Pinoy Sunday (2009) est l’exemple même de ce que la mondialisation peut faire de mieux. Il est tourné à Taïwan, dans la ville de Taipei par une cinéaste malaisien, Wi Ding Ho. Ce dernier a co-écrit le scénario avec Ajay Balakrishnan. Ce premier long-métrage traite de travailleurs immigrés philippins (comme ses acteurs principaux), lesquels s’expriment en tagalog, langue utilisée essentiellement à l’écran avec le mandarin et l’anglais. Qui plus est, le film est produit par une société japonaise (NHK) et française (Les Petites Lumières). Wi Ding Ho narre alors le récit d’étrangers dans un pays étranger…
Dado (Bayani Agbayani) et Manuel (Epy Quezon) ont quitté les Philippines avec leur ami Carros (Nor Domingo). Ils débarquent à Taipei pour travailler dans une usine. Ils vivent dans un dortoir. Alors que Carros a des ennuis avec les autorités, Dado, père de famille dévoué a une maîtresse, Anna (Meryll Soriano). Cette dernière est une domestique qui s’occupe d’une personne âgée. Cette relation le met mal à l’aise.
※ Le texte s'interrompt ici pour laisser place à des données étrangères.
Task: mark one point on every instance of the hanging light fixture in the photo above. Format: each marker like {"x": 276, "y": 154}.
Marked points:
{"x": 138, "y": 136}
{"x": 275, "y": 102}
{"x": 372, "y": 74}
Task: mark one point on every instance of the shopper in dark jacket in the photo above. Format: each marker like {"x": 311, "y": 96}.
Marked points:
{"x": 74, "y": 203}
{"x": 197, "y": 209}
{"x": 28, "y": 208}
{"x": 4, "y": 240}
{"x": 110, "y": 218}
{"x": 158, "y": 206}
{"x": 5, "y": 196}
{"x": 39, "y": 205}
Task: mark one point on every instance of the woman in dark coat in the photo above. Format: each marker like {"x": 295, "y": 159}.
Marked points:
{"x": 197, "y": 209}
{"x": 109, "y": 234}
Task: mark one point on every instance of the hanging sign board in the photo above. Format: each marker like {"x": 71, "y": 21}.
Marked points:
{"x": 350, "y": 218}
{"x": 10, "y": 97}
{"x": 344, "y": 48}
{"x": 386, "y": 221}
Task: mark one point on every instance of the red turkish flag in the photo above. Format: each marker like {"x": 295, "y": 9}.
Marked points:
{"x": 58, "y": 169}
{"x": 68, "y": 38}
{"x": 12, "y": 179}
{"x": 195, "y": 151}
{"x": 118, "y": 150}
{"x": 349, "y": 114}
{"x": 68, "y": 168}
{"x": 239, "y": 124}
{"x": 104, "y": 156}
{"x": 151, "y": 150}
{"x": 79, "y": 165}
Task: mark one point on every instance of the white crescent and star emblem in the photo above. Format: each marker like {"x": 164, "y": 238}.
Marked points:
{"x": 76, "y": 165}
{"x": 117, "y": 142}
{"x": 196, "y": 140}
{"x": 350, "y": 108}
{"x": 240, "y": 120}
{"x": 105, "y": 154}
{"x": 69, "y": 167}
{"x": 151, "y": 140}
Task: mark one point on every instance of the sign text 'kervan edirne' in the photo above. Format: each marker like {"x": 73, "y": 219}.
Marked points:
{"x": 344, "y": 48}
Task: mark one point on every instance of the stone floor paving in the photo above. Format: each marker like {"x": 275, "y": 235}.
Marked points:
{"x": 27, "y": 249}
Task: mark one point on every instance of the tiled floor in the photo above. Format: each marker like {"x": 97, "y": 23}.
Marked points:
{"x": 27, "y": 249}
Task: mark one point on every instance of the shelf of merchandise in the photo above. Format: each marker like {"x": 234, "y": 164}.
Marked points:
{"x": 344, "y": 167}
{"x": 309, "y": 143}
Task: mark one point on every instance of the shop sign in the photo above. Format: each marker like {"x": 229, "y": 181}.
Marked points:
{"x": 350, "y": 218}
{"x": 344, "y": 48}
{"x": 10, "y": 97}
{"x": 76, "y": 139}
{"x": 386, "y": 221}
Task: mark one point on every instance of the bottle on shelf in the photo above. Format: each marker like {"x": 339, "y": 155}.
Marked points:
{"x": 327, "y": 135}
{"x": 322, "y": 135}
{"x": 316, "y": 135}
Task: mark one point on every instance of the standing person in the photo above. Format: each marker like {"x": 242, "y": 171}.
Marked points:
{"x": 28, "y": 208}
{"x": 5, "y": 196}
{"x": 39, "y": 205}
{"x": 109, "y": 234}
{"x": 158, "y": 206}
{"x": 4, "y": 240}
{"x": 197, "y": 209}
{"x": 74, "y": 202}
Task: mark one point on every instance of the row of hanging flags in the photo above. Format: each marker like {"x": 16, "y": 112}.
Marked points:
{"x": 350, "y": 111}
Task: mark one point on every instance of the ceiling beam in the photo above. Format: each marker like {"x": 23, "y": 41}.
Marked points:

Quant à Manuel qui s’imagine être un homme à femme, il se prend une déconvenue avec Celia (Alessandra De Rossi), une jeune femme dont il est tombé amoureux mais dont les sentiments ne sont pas réciproques. Les deux comparses se trouvent alors esseulés. Ils ne tardent pas à mettre la main sur un canapé flambant neuf, abandonné sur un trottoir par un jeune couple. Ils décident de le ramener sur le toit de leur dortoir et ainsi avoir le luxe d’être confortablement installés pour boire des bières fraiches à l’air frais. Très vite, le chemin qui les ramène chez eux va s’avérer plein d’embuches…
Pinoy Sunday est une comédie légère traitée de façon réaliste par son auteur bien que des touches oniriques viennent à s’inviter. Il offre un propos à caractère social en prenant comme personnages principaux des travailleurs immigrés. Il les place dans un contexte qui révèle les difficultés qu’ils ont au quotidien mais sans jamais offrir un tableau sombre de la situation. On y parle de la xénophobie mais aussi de la solitude, de la pauvreté ainsi que de l’aliénation. Ils vivent reclus dans un dortoir avec couvre-feu. Ne pas respecter les règles du dortoir peuvent les mener à perdre leurs emplois et être du même coup expulsés de Taïwan. Une expérience amère à laquelle nos protagonistes assisteront. En plus de capter ces caractéristiques humaines, Wi Ding Ho saisit à merveille le pouls d’une ville qui bouillonne de vie. Il met en scène de façon simple et sans fioriture (techniquement, en total opposition avec ce qu’il nous avait montré dans ses travaux courts) un road movie qui prête le plus souvent à sourire, bien qu’il se joue en filigrane une tension dramatique traitée tout en finesse.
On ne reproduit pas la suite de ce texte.